Pharmaceutical Price Regulation Scheme

(asked on 6th October 2014) - View Source

Question to the Department of Health and Social Care:

To ask Her Majesty’s Government why the protection afforded to small and medium-sized enterprises with sales between £5 million and £25 million under the previous Pharmaceutical Price Regulation Scheme has not been carried forward into the new scheme.


Answered by
Earl Howe Portrait
Earl Howe
Deputy Leader of the House of Lords
This question was answered on 16th October 2014

The 2014 Pharmaceutical Price Regulation Scheme (PPRS) was agreed with the Association of the British Pharmaceutical Industry. It did not include the exemption from certain requirements for companies with health service sales of between £5 million and £25 million a year that were a feature of the 2009 PPRS. However companies with sales of health service medicines of less than £5 million a year (not counting global sales) are exempt from making any payments under the 2014 PPRS scheme.

The PPRS benefits businesses making new medicines. A company that develops and brings a new medicine (new active substance) to the market from 1 January 2014, does not have to make PPRS payments to Government on the sales of these new medicines for the lifetime of the 2014 scheme.

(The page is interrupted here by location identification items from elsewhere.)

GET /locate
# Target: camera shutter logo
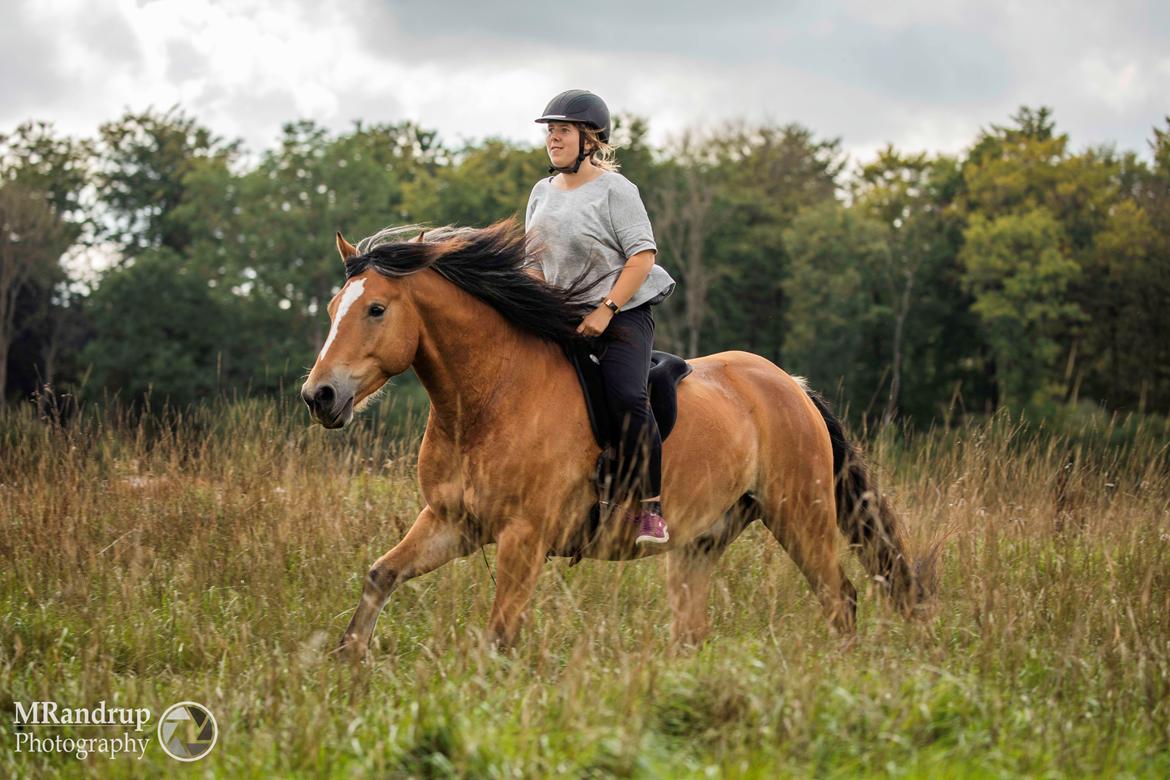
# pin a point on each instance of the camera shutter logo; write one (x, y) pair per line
(187, 731)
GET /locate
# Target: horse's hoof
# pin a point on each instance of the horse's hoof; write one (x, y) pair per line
(350, 649)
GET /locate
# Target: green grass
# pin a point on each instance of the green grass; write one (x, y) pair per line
(217, 556)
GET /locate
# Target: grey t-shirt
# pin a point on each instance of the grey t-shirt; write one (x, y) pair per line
(598, 226)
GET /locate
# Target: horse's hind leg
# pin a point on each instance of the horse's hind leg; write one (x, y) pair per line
(689, 578)
(806, 527)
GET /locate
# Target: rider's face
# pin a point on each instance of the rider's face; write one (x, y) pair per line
(563, 143)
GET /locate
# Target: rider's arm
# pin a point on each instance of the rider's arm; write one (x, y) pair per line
(632, 276)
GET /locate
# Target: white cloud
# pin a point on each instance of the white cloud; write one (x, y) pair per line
(920, 74)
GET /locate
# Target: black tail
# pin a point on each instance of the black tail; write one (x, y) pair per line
(867, 519)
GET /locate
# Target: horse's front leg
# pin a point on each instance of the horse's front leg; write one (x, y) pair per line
(521, 556)
(431, 543)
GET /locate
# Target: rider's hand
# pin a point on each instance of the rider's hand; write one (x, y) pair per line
(596, 322)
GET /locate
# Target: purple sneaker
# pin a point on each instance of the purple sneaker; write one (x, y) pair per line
(651, 526)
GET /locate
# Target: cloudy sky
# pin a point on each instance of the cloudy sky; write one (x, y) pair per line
(921, 74)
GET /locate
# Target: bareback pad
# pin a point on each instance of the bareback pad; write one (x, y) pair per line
(666, 372)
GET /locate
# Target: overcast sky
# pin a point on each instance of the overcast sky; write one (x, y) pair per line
(921, 74)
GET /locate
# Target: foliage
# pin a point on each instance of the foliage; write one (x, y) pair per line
(1020, 273)
(214, 556)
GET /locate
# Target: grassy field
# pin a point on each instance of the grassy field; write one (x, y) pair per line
(218, 559)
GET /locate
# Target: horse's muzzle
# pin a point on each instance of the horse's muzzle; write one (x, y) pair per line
(327, 406)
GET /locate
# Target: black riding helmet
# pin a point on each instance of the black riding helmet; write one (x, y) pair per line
(583, 108)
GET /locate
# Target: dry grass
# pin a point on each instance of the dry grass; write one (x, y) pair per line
(217, 558)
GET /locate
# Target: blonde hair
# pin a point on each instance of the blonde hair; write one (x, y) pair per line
(604, 156)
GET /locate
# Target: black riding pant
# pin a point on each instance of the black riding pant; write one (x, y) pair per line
(625, 367)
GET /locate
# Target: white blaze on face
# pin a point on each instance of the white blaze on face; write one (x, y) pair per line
(352, 292)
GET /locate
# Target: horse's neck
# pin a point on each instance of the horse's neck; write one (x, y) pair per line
(467, 353)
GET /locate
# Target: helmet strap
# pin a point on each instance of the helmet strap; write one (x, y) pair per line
(580, 158)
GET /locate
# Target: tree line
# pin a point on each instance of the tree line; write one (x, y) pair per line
(1019, 274)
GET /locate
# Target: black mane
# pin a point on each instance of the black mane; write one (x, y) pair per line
(490, 264)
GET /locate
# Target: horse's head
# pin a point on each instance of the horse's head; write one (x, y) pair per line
(373, 336)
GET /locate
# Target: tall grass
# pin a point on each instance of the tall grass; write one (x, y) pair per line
(215, 556)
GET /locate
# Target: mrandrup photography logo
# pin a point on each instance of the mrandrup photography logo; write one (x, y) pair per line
(186, 731)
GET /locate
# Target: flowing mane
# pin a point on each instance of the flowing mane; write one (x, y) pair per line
(487, 262)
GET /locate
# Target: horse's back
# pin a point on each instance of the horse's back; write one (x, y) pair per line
(742, 408)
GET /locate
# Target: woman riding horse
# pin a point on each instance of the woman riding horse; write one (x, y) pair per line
(590, 223)
(508, 453)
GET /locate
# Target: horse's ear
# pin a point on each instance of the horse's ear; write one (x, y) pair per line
(345, 248)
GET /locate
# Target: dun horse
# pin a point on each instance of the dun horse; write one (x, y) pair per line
(508, 454)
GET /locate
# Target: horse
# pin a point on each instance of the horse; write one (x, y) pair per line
(508, 454)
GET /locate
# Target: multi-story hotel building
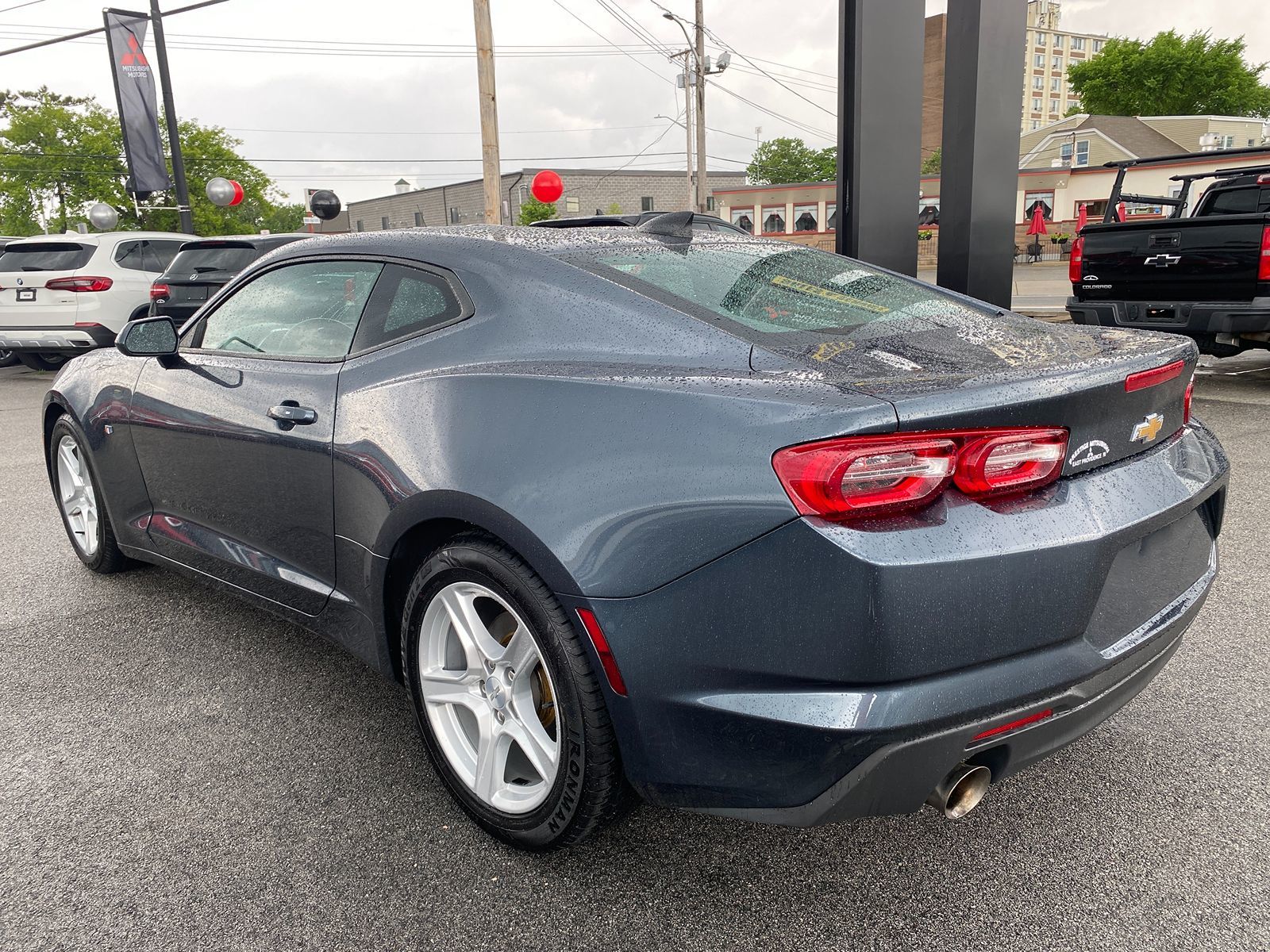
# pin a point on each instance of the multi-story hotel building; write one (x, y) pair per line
(1048, 52)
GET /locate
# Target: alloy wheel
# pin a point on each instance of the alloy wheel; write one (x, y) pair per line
(76, 497)
(489, 697)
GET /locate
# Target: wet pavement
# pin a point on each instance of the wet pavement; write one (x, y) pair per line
(182, 771)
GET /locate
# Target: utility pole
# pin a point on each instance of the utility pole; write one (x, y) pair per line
(169, 111)
(491, 165)
(691, 202)
(700, 63)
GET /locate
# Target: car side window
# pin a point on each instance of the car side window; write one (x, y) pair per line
(406, 301)
(308, 310)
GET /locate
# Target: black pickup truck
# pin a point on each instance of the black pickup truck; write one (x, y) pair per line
(1206, 276)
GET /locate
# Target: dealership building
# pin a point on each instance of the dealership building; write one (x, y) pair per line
(586, 192)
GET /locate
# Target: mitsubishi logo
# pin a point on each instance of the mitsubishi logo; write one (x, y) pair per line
(133, 57)
(1149, 429)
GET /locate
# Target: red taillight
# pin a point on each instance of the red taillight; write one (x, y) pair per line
(606, 657)
(1014, 725)
(1010, 461)
(861, 476)
(79, 285)
(1149, 378)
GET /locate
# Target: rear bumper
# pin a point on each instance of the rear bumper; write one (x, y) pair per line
(59, 340)
(825, 672)
(1189, 317)
(897, 777)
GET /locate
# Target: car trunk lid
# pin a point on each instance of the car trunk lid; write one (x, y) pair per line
(956, 367)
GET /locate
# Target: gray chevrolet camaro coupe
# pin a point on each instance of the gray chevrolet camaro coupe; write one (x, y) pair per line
(727, 524)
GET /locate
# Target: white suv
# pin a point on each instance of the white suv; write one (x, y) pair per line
(63, 295)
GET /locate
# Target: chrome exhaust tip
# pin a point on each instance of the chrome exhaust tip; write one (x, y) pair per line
(960, 791)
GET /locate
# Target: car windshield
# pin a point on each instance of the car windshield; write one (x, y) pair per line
(766, 289)
(46, 257)
(211, 259)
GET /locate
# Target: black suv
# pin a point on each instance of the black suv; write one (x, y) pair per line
(203, 267)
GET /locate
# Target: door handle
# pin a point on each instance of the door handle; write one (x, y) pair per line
(290, 416)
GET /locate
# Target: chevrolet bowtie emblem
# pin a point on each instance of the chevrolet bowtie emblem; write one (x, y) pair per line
(1149, 429)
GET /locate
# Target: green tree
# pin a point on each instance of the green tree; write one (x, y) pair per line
(780, 162)
(59, 155)
(281, 219)
(1172, 75)
(533, 209)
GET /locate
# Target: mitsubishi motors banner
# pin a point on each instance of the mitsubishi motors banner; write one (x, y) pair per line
(139, 108)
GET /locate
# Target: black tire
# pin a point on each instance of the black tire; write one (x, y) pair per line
(42, 362)
(590, 789)
(107, 558)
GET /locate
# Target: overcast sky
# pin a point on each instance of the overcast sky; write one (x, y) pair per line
(395, 80)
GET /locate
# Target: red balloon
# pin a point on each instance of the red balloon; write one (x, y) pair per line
(546, 187)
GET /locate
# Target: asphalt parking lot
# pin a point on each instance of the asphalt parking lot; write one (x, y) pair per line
(181, 771)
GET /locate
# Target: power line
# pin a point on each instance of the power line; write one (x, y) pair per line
(643, 65)
(18, 6)
(101, 29)
(764, 109)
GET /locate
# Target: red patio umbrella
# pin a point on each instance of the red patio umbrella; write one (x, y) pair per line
(1038, 225)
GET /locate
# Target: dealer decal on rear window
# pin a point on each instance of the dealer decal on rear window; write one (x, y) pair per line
(803, 287)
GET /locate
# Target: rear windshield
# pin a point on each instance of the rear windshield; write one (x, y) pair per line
(765, 289)
(46, 257)
(222, 259)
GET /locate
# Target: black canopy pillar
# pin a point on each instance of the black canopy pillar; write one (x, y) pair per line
(979, 165)
(880, 130)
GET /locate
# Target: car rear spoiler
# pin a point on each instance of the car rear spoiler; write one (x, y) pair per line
(1179, 203)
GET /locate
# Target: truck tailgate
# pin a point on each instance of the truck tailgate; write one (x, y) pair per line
(1172, 259)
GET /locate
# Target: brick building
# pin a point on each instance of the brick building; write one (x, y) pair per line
(586, 192)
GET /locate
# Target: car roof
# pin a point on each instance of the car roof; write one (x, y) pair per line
(264, 241)
(98, 238)
(489, 240)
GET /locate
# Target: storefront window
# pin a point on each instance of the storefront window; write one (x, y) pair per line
(806, 217)
(1045, 198)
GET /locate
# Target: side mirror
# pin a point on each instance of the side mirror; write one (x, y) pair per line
(148, 336)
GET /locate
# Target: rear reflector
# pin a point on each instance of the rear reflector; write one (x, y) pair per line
(864, 476)
(606, 657)
(79, 285)
(1013, 725)
(1149, 378)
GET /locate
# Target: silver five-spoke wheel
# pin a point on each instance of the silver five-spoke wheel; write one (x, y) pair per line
(489, 697)
(76, 497)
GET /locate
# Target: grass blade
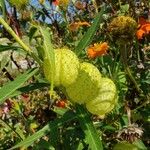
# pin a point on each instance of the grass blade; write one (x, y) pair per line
(91, 135)
(12, 86)
(68, 116)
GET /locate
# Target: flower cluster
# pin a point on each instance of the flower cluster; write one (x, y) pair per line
(144, 28)
(97, 49)
(76, 25)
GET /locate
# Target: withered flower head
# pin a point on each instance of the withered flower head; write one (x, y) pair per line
(122, 28)
(130, 133)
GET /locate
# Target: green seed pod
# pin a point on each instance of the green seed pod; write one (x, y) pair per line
(86, 86)
(125, 146)
(19, 4)
(106, 99)
(122, 29)
(66, 67)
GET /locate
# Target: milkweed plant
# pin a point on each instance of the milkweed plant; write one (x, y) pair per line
(74, 75)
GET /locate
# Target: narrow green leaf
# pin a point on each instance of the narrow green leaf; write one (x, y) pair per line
(68, 116)
(87, 38)
(91, 135)
(29, 88)
(49, 54)
(2, 6)
(6, 48)
(12, 86)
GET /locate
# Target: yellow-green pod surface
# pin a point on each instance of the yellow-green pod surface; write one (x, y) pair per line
(106, 99)
(66, 67)
(86, 86)
(19, 4)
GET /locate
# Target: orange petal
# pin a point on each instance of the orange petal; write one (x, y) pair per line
(97, 50)
(140, 33)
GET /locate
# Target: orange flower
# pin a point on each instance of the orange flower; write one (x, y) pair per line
(56, 2)
(76, 25)
(97, 50)
(79, 5)
(144, 28)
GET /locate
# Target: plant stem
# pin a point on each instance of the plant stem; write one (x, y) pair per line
(23, 45)
(123, 52)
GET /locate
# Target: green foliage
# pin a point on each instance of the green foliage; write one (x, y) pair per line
(106, 106)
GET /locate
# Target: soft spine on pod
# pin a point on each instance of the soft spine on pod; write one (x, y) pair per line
(66, 67)
(106, 99)
(86, 86)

This particularly helps companies which only have new, innovative medicines in their portfolio.

The Government remains committed to ensuring that the United Kingdom is a world leading place for life science research and investment through the Strategy for UK Life Sciences. The Department has assessed the impact of the PPRS and does not believe that there will be any significant impact on research and development investment in the UK.